I got up and stretched my back. The chair in the computer room was one of those “specialised” computer chairs that came on casters so you could wheel it about the room. The only problem with the casters is that they were so small that they wouldn’t effectively roll on any carpet thinker than about two millimeters, which our carpet had beat by nearly twice that much. The chair swiveled as well, which was pointless as it was supposedly designed for use at a computer. The only reason to swivel that I could think of was if you were really in a happy typing mood. Then, I suppose you could flip on some music, type away and every so often spin around completely in the chair, coming back to meet the keyboard and churn out another happy few sentences.

The excitement of earlier in the evening had now worn away, replaced with a sense of foreboding and despair. How was I supposed to finish this bloody thing? How can I get 50,000 words if the opening page left me dumbstruck looking for just a hint of a story?

Maybe I could dazzle with detail? Many authors use this technique. They take a relatively small plot point, such as “the detective stops by the client’s home with the news that they are taking the case” and spend ninety percent of the time describing things.

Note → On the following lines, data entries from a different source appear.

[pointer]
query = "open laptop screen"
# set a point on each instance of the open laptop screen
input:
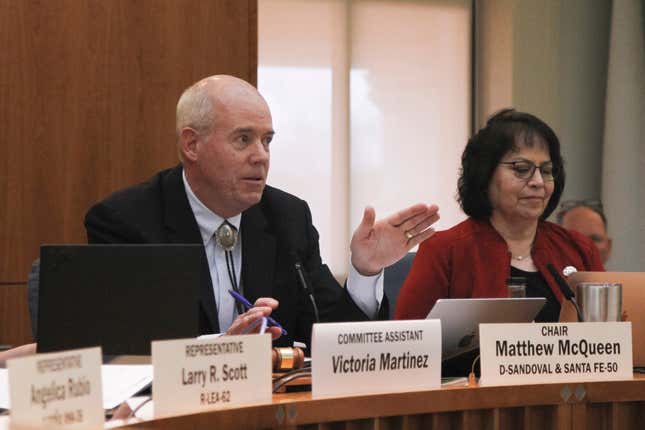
(460, 319)
(117, 296)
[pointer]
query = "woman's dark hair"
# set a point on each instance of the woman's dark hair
(504, 132)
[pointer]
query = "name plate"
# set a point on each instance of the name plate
(375, 357)
(61, 389)
(551, 352)
(193, 375)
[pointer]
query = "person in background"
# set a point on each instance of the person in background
(588, 218)
(511, 180)
(254, 235)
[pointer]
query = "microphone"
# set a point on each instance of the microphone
(300, 274)
(564, 288)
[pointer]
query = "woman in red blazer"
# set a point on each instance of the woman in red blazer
(511, 179)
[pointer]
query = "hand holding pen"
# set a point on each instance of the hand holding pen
(249, 320)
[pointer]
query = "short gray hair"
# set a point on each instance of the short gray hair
(195, 110)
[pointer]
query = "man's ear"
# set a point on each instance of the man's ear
(188, 140)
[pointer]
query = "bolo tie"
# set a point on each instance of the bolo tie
(226, 237)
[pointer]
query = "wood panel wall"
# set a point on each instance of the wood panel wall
(87, 97)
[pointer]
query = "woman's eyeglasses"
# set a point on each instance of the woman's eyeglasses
(525, 169)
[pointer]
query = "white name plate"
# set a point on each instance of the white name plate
(57, 389)
(375, 357)
(555, 352)
(193, 375)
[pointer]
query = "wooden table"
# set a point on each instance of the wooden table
(588, 405)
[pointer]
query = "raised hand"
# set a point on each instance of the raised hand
(378, 244)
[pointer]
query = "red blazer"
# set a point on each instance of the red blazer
(472, 260)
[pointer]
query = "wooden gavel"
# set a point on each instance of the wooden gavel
(287, 359)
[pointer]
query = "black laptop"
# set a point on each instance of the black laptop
(120, 297)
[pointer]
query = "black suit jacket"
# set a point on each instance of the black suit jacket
(276, 233)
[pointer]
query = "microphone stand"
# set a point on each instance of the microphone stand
(564, 288)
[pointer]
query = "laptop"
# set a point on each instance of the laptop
(120, 297)
(633, 303)
(460, 319)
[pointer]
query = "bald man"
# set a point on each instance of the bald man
(254, 235)
(589, 220)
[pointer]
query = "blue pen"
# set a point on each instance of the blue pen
(247, 305)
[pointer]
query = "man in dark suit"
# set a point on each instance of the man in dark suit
(218, 193)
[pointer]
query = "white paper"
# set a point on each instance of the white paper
(120, 382)
(4, 389)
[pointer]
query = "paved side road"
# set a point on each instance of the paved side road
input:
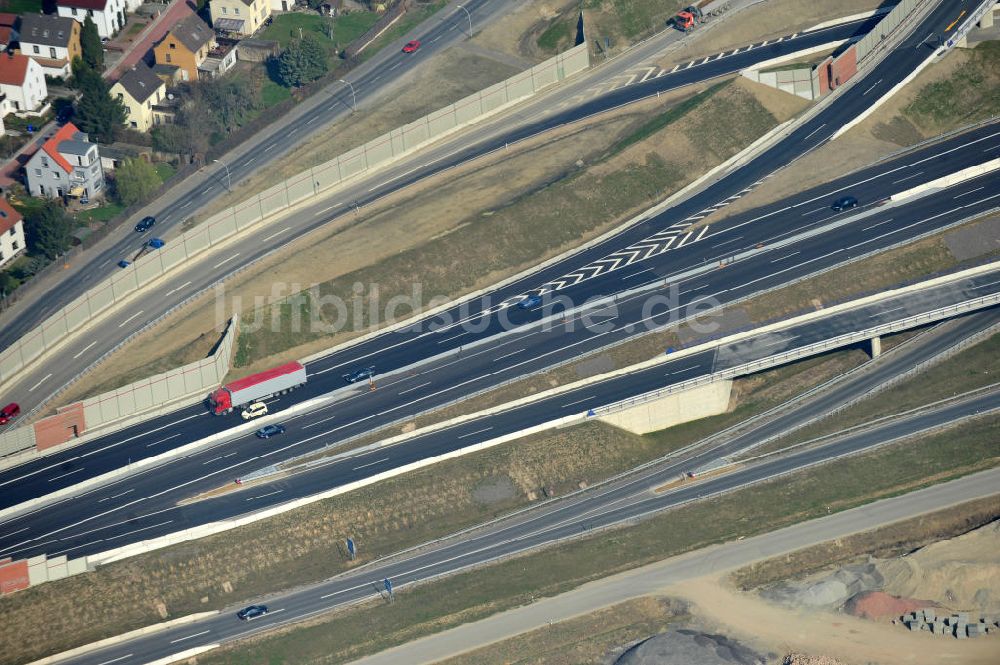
(711, 560)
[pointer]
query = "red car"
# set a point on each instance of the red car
(9, 412)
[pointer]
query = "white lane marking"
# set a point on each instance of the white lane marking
(44, 378)
(726, 242)
(410, 390)
(907, 177)
(384, 459)
(177, 289)
(84, 350)
(579, 401)
(66, 474)
(223, 261)
(130, 318)
(188, 637)
(868, 228)
(122, 535)
(261, 496)
(507, 355)
(478, 431)
(8, 535)
(277, 233)
(971, 191)
(148, 445)
(115, 660)
(871, 87)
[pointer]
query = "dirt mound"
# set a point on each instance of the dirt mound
(879, 606)
(802, 659)
(690, 647)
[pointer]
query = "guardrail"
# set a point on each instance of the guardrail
(801, 352)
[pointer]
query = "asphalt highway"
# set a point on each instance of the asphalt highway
(506, 357)
(143, 505)
(45, 377)
(571, 517)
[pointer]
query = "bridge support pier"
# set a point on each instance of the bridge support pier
(876, 347)
(680, 407)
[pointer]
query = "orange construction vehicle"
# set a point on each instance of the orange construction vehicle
(686, 20)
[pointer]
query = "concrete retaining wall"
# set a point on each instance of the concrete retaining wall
(96, 413)
(673, 409)
(222, 226)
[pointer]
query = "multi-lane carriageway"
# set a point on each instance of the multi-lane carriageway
(494, 362)
(43, 378)
(447, 380)
(143, 506)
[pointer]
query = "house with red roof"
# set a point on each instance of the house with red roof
(22, 83)
(67, 165)
(11, 232)
(107, 15)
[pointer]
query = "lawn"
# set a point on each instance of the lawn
(286, 27)
(21, 6)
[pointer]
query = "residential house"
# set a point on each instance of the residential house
(139, 89)
(8, 30)
(186, 46)
(107, 15)
(53, 41)
(239, 18)
(11, 232)
(68, 164)
(22, 83)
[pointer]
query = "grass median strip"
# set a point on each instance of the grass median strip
(466, 597)
(305, 545)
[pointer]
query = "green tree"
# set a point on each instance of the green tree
(48, 229)
(97, 112)
(90, 45)
(304, 60)
(136, 181)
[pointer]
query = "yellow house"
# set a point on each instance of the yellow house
(239, 18)
(140, 90)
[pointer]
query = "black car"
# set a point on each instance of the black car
(844, 203)
(252, 612)
(267, 431)
(360, 374)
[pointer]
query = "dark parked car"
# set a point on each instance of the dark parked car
(9, 412)
(360, 374)
(844, 203)
(528, 302)
(252, 612)
(267, 431)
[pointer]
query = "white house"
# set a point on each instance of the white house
(107, 15)
(52, 41)
(11, 232)
(22, 83)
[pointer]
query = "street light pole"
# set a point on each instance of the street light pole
(469, 15)
(229, 180)
(354, 99)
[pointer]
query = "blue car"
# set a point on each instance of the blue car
(267, 431)
(360, 374)
(528, 302)
(252, 612)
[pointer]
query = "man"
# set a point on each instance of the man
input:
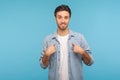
(64, 51)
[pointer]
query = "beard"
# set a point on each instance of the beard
(63, 26)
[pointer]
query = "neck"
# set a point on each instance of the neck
(62, 32)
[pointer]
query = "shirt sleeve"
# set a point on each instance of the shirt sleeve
(44, 47)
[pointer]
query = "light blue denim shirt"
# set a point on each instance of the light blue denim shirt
(74, 60)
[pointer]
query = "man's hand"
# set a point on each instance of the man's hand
(77, 49)
(80, 50)
(50, 50)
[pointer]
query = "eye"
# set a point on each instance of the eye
(59, 17)
(66, 17)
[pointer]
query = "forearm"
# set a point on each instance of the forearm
(45, 60)
(86, 57)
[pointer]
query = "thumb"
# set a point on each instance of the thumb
(73, 44)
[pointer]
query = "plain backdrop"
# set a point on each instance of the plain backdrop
(25, 23)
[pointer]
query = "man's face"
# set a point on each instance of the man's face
(62, 19)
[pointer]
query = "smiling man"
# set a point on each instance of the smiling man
(64, 50)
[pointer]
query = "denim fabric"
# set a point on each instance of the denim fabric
(74, 60)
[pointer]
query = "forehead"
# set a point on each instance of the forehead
(62, 13)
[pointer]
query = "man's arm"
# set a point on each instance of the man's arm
(86, 57)
(49, 51)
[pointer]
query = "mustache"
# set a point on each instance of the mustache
(62, 23)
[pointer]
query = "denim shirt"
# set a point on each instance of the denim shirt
(74, 60)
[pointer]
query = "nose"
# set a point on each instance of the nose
(63, 20)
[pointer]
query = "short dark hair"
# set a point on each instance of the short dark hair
(62, 8)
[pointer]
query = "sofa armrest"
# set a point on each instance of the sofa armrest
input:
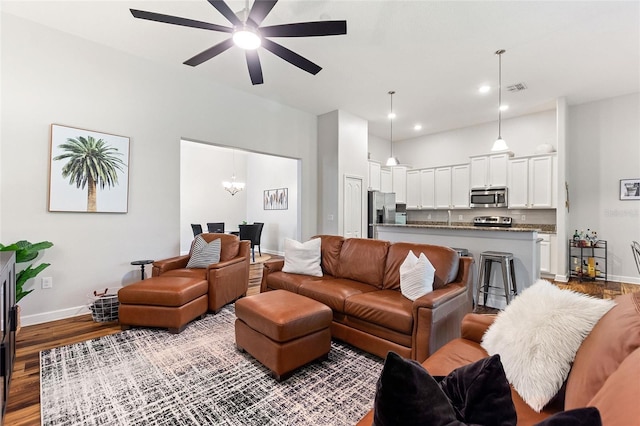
(226, 263)
(475, 325)
(162, 266)
(269, 267)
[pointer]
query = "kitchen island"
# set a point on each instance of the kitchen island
(522, 242)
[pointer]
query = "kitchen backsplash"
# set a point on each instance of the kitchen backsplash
(531, 216)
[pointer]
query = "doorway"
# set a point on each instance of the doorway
(352, 212)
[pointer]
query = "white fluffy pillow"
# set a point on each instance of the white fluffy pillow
(416, 276)
(302, 258)
(538, 335)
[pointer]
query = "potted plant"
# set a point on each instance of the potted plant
(26, 252)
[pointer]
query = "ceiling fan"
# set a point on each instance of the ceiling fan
(249, 35)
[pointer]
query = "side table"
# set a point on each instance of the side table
(142, 264)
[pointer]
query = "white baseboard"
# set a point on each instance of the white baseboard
(53, 315)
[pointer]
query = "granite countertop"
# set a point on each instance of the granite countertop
(469, 226)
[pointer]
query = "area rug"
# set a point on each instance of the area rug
(198, 377)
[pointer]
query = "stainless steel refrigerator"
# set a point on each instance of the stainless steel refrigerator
(381, 209)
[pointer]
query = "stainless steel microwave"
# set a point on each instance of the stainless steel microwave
(488, 197)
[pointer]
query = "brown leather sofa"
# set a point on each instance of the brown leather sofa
(228, 279)
(361, 284)
(605, 373)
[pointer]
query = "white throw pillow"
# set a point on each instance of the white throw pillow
(204, 254)
(416, 276)
(538, 335)
(302, 258)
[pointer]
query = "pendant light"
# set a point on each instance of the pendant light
(392, 161)
(233, 187)
(499, 144)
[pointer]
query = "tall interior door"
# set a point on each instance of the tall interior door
(352, 207)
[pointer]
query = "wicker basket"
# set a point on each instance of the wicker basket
(104, 305)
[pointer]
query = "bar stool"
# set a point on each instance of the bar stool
(508, 275)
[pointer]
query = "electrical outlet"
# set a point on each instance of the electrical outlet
(47, 282)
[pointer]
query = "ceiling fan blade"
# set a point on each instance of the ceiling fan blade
(255, 69)
(209, 53)
(226, 11)
(291, 57)
(176, 20)
(260, 10)
(306, 29)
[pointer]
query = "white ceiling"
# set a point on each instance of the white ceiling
(435, 55)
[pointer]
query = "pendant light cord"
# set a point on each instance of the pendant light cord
(499, 53)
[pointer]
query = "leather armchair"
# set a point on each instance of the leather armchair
(228, 279)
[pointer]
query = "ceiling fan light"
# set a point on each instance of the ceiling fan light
(246, 38)
(499, 145)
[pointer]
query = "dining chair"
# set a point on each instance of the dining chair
(248, 232)
(216, 227)
(197, 229)
(635, 248)
(258, 235)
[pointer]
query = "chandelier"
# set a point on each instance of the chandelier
(232, 186)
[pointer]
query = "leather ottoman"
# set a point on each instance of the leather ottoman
(165, 302)
(283, 330)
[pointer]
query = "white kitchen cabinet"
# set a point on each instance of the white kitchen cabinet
(420, 189)
(374, 176)
(489, 170)
(443, 188)
(531, 182)
(413, 189)
(548, 249)
(460, 186)
(545, 253)
(385, 181)
(399, 182)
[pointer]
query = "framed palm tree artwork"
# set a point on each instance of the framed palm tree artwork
(89, 171)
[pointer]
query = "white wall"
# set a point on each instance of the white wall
(342, 151)
(269, 172)
(522, 134)
(604, 147)
(379, 149)
(53, 77)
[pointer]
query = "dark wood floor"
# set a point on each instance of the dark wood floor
(23, 406)
(24, 396)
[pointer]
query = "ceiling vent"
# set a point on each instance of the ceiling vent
(518, 87)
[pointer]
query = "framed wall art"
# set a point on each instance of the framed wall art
(630, 189)
(276, 199)
(88, 171)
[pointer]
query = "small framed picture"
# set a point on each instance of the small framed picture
(630, 189)
(276, 199)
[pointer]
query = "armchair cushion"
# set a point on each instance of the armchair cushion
(203, 253)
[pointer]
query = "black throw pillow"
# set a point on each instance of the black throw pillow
(480, 393)
(589, 416)
(477, 394)
(407, 395)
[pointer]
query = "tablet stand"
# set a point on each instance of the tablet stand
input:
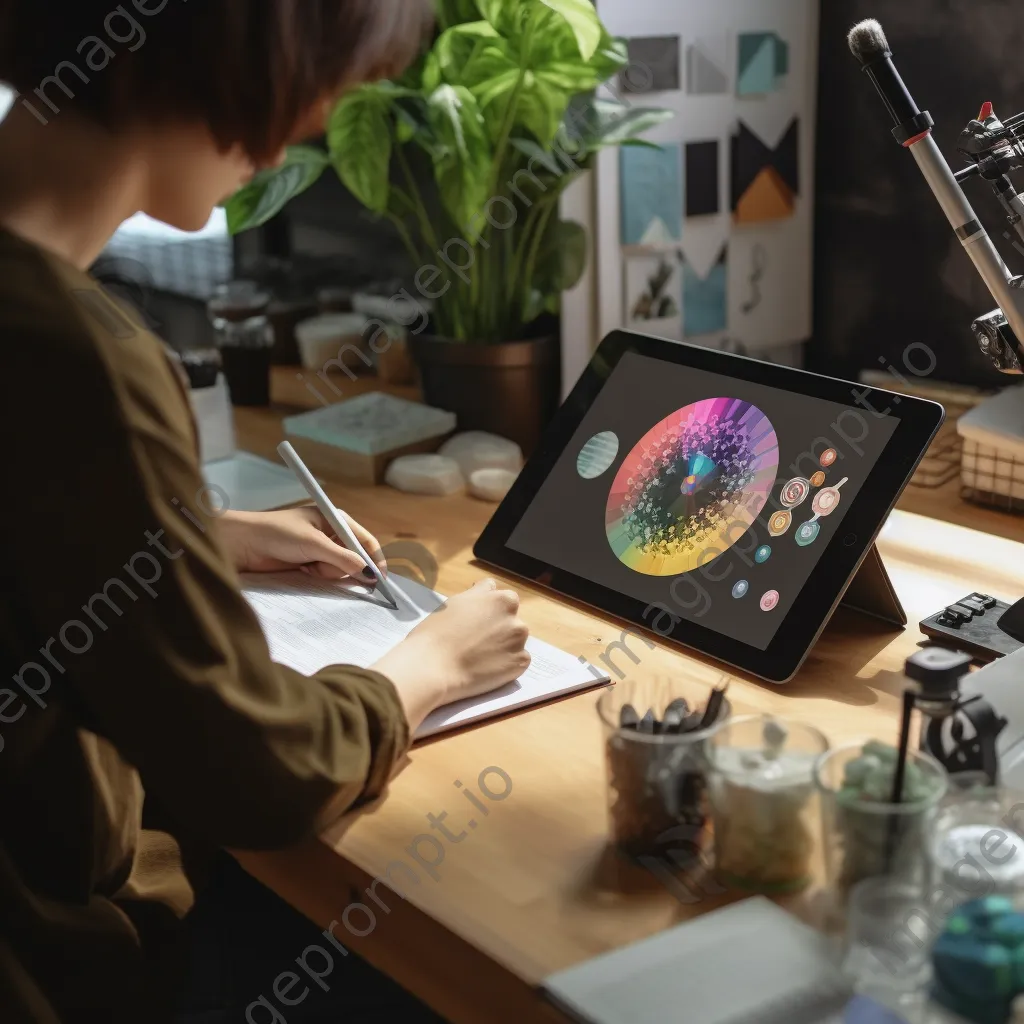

“The detective wore a dark suit, the lapels wrinkled as though he’d been roughed up by too many husbands caught on film in dalliances they’d later thought better of. The dandruff flakes on his shoulders were like flurries on a black sand beach. His shoes were old leather, polished more times than one could easily count, with laces that were worn and thin, like their owner. His client stood in a corner of the old ranch house, between a threadbare ottoman and an overly ornate sofa. She was wearing a short black dress with a “V” cut down to just above her navel and matching black “V” earrings. Her shoes were Italian, stilettos delicately fashioned in black leather as well, but classically constructed, in sharp contrast to the harlot’s dress she looked very comfortable in. She shifted back and forth on her toes, looking precariously balanced. The detective moved steadily towards her, his steely blue eyes locked in on her soft hazels. Her chestnut hair bobbed at her shoulders as she nervously returned the hard, cold stare. He cocked his head at her ever so slightly, revealing the edge of the faded white collar of his shirt. She could count the bits of stubble on his rough face as he quietly said, ‘I’ll take the case.’”

It seemed so exhausting. Plus, I knew less about clothing styles than I did about imaginary number theory, so I was in for a lot of research, which I simply didn’t have the time for. I also had no desire to peruse the web pages of clothing boutiques, all of whom whose ideas for online marketing bordered between soft core porn, Andy Warhol films, and romance novel covers, at the same time.

I closed my eyes. I was tired and my brain was buzzing. I decided that the story would have to wait until tomorrow. The sweet softness of my pillow beckoned. The night was deep and heavy. That and the beer had gone through me like a Brasilian forward through a San Marino defence, so I needed plenty of time in the loo before bed.

I was also seriously hoping that I would have a doozy of a dream that night, and could then write about it the next day.